I immediately jump over to him, landing against his chest as I hold onto him tightly. His arms quickly wrap around me as I cried in his chest. "Shh, Y/N. Everything is alright." He whispers trying to calm me down but I just kept on crying. I thought I lost him and that thought wouldn't let my tears stop. I hid myself in his chest, not wanting to see the surroundings.

Jimin sat down in the car, me being on his lap, straddling him. I was pressed against him, quietly crying in his neck as he kept caressing my back. He left plenty of kisses on my face to calm me down. They helped but I was still scared. This night was way too scary for me. Jimin keeps his arms tight around me, holding me protectively. I could tell he didn't like seeing me in this state as he kept kissing over my eyes.

"Sir?" Yoongi called him from beside us but Jimin doesn't reply. I feel his hand rising from my back and I could guess he signaled something to him. The car was quiet as we went back to the mansion. I didn't open my eyes at all, just kept hiding in Jimin's neck throughout the ride. By the time we reached home, my cries had eventually stopped, leaving dried tear stains on my cheeks. Jimin carries me out of the car and inside the mansion, in the elevator and then to his bedroom.
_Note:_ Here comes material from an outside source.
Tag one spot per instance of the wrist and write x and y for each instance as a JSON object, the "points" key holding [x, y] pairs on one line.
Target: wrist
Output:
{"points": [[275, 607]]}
He lays me down but I cling harder, not wanting to let go. I needed him to stay beside me now. "I'm here, baby. Just let me check on something real quick, okay?" He whispers, and no matter how much I didn't want to, I released my hold slowly. He gives me a small smile and kisses my cheek before exiting the room. I already miss his warmth around me. My eyes threatening to tear up again as I longingly stared at the door, desperately waiting for him to appear again.

The tears already started to roll down the corner of my eyes. What's taking him so long? I close my eyes, thinking he won't be coming back. My heart was aching and I couldn't do anything about it. That's when I hear the door opening, my eyes instantly opened to see Jimin. I made grabby hands, tears still in my eyes and he didn't waste a second to join me in bed and have me against his chest. Finally, I'm right where I needed to be, hiding in Jimin's chest. His lips were brushing against my forehead, making me smile from time to time.
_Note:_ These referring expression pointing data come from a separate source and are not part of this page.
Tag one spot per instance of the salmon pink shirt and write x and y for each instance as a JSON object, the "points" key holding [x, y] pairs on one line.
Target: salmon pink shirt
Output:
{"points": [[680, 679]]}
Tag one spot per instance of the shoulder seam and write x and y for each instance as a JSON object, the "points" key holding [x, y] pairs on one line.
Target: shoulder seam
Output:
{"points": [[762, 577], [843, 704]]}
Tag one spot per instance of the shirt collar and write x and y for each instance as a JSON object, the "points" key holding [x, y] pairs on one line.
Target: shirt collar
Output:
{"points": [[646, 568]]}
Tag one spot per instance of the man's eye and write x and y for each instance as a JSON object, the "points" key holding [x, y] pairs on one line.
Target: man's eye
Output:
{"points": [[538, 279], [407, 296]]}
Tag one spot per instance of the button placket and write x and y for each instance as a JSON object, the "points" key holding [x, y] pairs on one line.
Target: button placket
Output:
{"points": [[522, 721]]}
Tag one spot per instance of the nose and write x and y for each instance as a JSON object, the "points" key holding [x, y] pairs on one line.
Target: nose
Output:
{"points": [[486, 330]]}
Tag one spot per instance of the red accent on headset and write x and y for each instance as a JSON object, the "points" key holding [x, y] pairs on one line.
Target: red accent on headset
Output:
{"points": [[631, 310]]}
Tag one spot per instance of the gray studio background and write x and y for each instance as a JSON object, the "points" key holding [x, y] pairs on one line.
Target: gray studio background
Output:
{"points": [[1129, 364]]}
"I'm really sorry, baby. I didn't want you to witness anything like that." He whispers, tightening his hold. I knew he didn't want me to go through this, but the only person to blame here was me. I chose this, I had many opportunities to run away from this world. But fear of this scary world was nothing compared to the love I have burning in my heart for Jimin. I'd rather die in this world than be away from him. "Don't be. I was just scared to lose you." My words probably suprised him as his hands stopped caressing my back for a few minutes.

"You'd never lose me, princess. We'll always be together."